Thomas Vinterberg firma esta historia de sordidez extrema en la que somos espectadores del drama de dos hermanos. El título de esta película danesa es ‘Submarino’: una infancia difícil, con una madre alcohólica y un accidente fatal, les turbará hasta llevarles prácticamente a la autodestrucción. Se estrenó en las salas españolas, pero yo creo que no tuvo demasiada distribución. Por suerte ha sido editada en DVD.

 

Confieso que la película llamó mi atención cuando reconocí a Jakob Cedergren (encarna al hermano mayor, Nick), actor al que descubrí en ‘Terriblemente feliz’ (Henrik Ruben Genz, 2008), una cinta maravillosa. El tráiler prometía llenar de suciedad la pantalla, al retratar el infierno de drogas y desamor de los dos hermanos. Desde luego, la desesperanza es palpable.

 

‘Submarino’, después de un prólogo de la infancia de los protagonistas,tiene una primera parte en la que se nos muestra la pobre vida del hermano mayor. Nick resiste sin un duro en el bolsillo, viviendo en un albergue, haciendo pesas y bebiendo cerveza y acudiendo a malsanos encuentros sexuales. Su vida es gris y fría, como la fotografía de la cinta. El recuerdo de su antigua novia, la presencia de la muerte, el asco. En un ataque de rabia, Nick se destroza la mano a golpes.

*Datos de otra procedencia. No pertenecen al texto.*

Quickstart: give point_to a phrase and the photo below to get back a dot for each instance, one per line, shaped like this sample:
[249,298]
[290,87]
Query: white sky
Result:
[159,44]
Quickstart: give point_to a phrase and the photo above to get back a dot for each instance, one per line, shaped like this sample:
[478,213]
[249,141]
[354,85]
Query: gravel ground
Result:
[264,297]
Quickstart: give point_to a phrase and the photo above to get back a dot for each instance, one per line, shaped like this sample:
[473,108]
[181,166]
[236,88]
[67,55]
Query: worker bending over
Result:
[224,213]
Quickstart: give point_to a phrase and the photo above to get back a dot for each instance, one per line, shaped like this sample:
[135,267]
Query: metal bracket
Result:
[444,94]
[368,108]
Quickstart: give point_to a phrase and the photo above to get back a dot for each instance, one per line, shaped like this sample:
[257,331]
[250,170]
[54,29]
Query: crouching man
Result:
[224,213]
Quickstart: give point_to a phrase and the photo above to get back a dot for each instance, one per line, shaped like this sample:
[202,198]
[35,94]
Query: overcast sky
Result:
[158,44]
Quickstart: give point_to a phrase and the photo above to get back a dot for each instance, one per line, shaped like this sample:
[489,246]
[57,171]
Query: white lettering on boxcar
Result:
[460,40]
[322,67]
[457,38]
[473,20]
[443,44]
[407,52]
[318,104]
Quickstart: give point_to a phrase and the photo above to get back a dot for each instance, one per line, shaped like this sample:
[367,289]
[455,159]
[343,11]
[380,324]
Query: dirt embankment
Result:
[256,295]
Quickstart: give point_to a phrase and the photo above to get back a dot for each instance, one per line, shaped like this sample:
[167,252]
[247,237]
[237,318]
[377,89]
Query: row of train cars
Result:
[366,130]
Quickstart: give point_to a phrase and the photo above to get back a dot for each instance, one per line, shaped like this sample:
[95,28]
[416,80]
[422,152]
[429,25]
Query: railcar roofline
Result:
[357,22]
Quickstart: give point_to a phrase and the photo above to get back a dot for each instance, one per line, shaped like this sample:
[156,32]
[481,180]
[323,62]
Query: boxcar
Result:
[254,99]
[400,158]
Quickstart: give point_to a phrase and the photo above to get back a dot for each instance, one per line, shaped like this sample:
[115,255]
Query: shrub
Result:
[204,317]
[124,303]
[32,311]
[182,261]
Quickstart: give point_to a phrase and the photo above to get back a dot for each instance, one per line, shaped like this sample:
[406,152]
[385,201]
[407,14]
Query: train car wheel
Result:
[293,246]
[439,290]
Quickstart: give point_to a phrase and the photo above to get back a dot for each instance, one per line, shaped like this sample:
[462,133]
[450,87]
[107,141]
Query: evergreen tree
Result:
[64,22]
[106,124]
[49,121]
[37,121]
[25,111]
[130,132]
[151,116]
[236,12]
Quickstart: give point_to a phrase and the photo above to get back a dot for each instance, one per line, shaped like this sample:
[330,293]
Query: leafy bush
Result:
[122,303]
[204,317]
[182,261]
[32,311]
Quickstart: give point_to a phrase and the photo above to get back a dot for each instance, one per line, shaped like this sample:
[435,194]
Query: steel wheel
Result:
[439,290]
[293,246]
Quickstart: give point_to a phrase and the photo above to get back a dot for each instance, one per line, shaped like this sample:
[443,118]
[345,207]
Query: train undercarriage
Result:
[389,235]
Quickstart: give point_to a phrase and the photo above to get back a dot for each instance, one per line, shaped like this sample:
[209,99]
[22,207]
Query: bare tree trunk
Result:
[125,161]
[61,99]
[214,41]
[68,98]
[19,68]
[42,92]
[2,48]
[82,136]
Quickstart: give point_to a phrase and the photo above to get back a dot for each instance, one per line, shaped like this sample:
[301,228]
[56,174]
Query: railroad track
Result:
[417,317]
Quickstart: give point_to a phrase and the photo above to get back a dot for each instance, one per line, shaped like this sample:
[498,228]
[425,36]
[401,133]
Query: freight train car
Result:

En la segunda parte, el hermano menor, un toxicómano que sobrevive enganchado a la droga y al amor por su hijito, huérfano de madre. Por mucho que intenta cuidar al pequeño Martin, la droga le arroja contra el asfalto. La ternura de la paternidad, los juegos, la esperanza y la imaginación del niño, generan un poderoso contraste con la otra realidad del padre, que se desploma en el cuarto de baño con una aguja clavada en el brazo.

 

El director de ‘Celebración’ es capaz –de esto no hay duda- de crear ambientes ominosos en los que caminan a sus anchas personajes desestructurados, con almas doloridas e insensibles de tantos golpes. Sin embargo, el principal escollo de ‘Submarino’ es que falta una razón, un puerto al que el director busque dirigir esta flota tenebrosa. El desenlace no desentona, pero tampoco logra el do de pecho, dar una salida. Hay cierta precipitación. Las mejores secuencias de la película quedan ancladas en la primera mitad –son aquellas más descriptivas-, mientras que después se pasa a una acción que no acaba de avanzar hacia un punto claro.

 

A pesar de todo, ‘Submarino’ merece la pena si interesa el tema. Está bien realizada, con pulso y oficio, y viendo lo que ha dado de sí el año, es uno de los títulos interesantes que ha dejado el 2010. Ciertos pasajes conmueven. Los actores consiguen transmitir esa búsqueda de la nada, ese principio sin rematar desde el que lanzarse a una nueva vida más humana, sin violencia y sin droga. Una vida en la que haya algo de amor. Muy abajo baja este ‘Submarino’ en las fosas abisales de la miseria del hombre. Y allí en las profundidades es sabido que no hay luz.